Puisque vous voulez connaître mon avis, le voici. Il y avait, dans un coin du monde, une merveille du monde ; cette merveille s’appelait le Palais d’été. L’art a deux principes, l’Idée, qui produit l’art européen, et la Chimère, qui produit l’art oriental. Le Palais d’été était à l’art chimérique ce que le Parthénon est à l’art idéal. Tout ce que peut enfanter l’imagination d’un peuple presque extra-humain était là. Ce n’est pas, comme le Parthénon, une oeuvre rare et unique ; c’était une sorte d’énorme modèle de la chimère, si la chimère peut avoir un modèle. Imaginez on ne sait quelle construction inexprimable, quelque chose comme un édifice lunaire, et vous aurez le Palais d’été.
Bâtissez un songe avec du marbre, du jade, du bronze, de la porcelaine, charpentez-le en bois de cèdre, couvrez-le de pierreries, drapez-le de soie, faites-le ici sanctuaire, là harem, là citadelle, mettez-y des dieux, mettez-y des monstres, vernissez-le, émaillez-le, dorez-le, fardez-le, faites construire par des architectes qui soient des poètes les mille et un rêves des Mille et Une Nuits, ajoutez des jardins, des bassins, des jaillissements d’eau et d’écume, des cygnes, des ibis, des paons, supposez en un mot une sorte d’éblouissante caverne de la fantaisie humaine ayant une figure de temple et de palais, c’était là ce monument.

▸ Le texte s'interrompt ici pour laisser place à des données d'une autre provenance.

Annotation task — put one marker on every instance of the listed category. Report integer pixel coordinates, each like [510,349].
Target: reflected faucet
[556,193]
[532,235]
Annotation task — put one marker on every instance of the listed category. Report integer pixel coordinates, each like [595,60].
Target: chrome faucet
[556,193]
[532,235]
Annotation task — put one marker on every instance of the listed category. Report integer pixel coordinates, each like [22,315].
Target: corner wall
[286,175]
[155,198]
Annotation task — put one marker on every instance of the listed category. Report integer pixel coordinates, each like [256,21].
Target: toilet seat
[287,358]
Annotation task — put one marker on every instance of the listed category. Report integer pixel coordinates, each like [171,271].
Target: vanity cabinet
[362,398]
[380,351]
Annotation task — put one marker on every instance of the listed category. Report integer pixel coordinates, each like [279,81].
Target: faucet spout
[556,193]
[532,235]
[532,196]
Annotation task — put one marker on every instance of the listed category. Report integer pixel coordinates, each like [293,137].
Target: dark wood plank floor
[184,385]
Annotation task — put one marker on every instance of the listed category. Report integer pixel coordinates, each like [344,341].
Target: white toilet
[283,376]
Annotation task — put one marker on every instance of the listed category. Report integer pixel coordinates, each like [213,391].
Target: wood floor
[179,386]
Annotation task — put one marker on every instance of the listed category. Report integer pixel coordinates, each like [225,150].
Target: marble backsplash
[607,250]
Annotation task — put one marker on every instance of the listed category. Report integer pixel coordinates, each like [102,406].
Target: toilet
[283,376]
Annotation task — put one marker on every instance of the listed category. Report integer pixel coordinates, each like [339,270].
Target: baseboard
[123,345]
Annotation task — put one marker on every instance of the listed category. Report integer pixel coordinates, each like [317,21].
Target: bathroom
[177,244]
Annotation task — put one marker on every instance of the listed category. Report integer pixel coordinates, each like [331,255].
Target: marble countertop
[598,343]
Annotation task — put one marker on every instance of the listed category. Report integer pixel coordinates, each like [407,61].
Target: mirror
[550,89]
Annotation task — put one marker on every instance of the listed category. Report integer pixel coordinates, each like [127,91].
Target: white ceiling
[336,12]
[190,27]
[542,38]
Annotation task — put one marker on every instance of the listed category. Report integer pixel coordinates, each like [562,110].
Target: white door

Il avait fallu, pour le créer, le long travail de deux générations. Cet édifice, qui avait l’énormité d’une ville, avait été bâti par les siècles, pour qui ? Pour les peuples. Car ce que fait le temps appartient à l’homme. Les artistes, les poètes, les philosophes connaissent le Palais d’été ; Voltaire en parle. On disait : le Parthénon en Grèce, les Pyramides en Egypte, le Colisée à Rome, Notre-Dame à Paris, le Palais d’été en Orient. Si on ne le voyait pas, on le rêvait. C’était une sorte d’effrayant chef-d’oeuvre inconnu, entrevu au loin dans on ne sait quel crépuscule comme une silhouette de la civilisation d’Asie sur horizon de la civilisation d’Europe.
Cette merveille a disparu.
Un jour, deux bandits sont entrés dans le Palais d’été. L’un a pillé, l’autre a incendié. La victoire peut être une voleuse, à ce qu’il paraît. Une dévastation en grand du Palais d’été s’est faite de compte à demi entre deux vainqueurs. On voit mêlé à tout cela le nom d’Elgin, qui a la propriété fatale de rappeler le Parthénon. Ce qu’on avait fait au Parthénon, on l’a fait au Palais d’été, plus complètement et mieux, de manière à ne rien laisser. Tous les trésors de toutes nos cathédrales réunies n’égaleraient pas ce formidable et splendide musée de l’Orient. Il n’y avait pas seulement là des chefs-d’oeuvre d’art, il y avait un entassement d’orfèvreries. Grand exploit, bonne aubaine. L’un des deux vainqueurs a empli ses poches, ce que voyant, l’autre a empli ses coffres ; et l’on est revenu en Europe, bras dessus, bras dessous, en riant. Telle est l’histoire des deux bandits.
Nous Européens, nous sommes les civilisés, et pour nous les Chinois sont les barbares. Voilà ce que la civilisation a fait à la barbarie. Devant l’histoire, l’un des deux bandits s’appellera la France, l’autre s’appellera l’Angleterre. Mais je proteste, et je vous remercie de m’en donner l’occasion ; les crimes de ceux qui mènent ne sont pas la faute de ceux qui sont menés ; les gouvernements sont quelquefois des bandits, les peuples jamais.
L’Empire français a empoché la moitié de cette victoire, et il étale aujourd’hui, avec une sorte de naïveté de propriétaire, le splendide bric-à-brac du Palais d’été.
J’espère qu’un jour viendra où la France, délivrée et nettoyée, renverra ce butin à la Chine spoliée. En attendant, il y a un vol et deux voleurs, je le constate. Telle est, monsieur, la quantité d’approbation que je donne à l’expédition de Chine.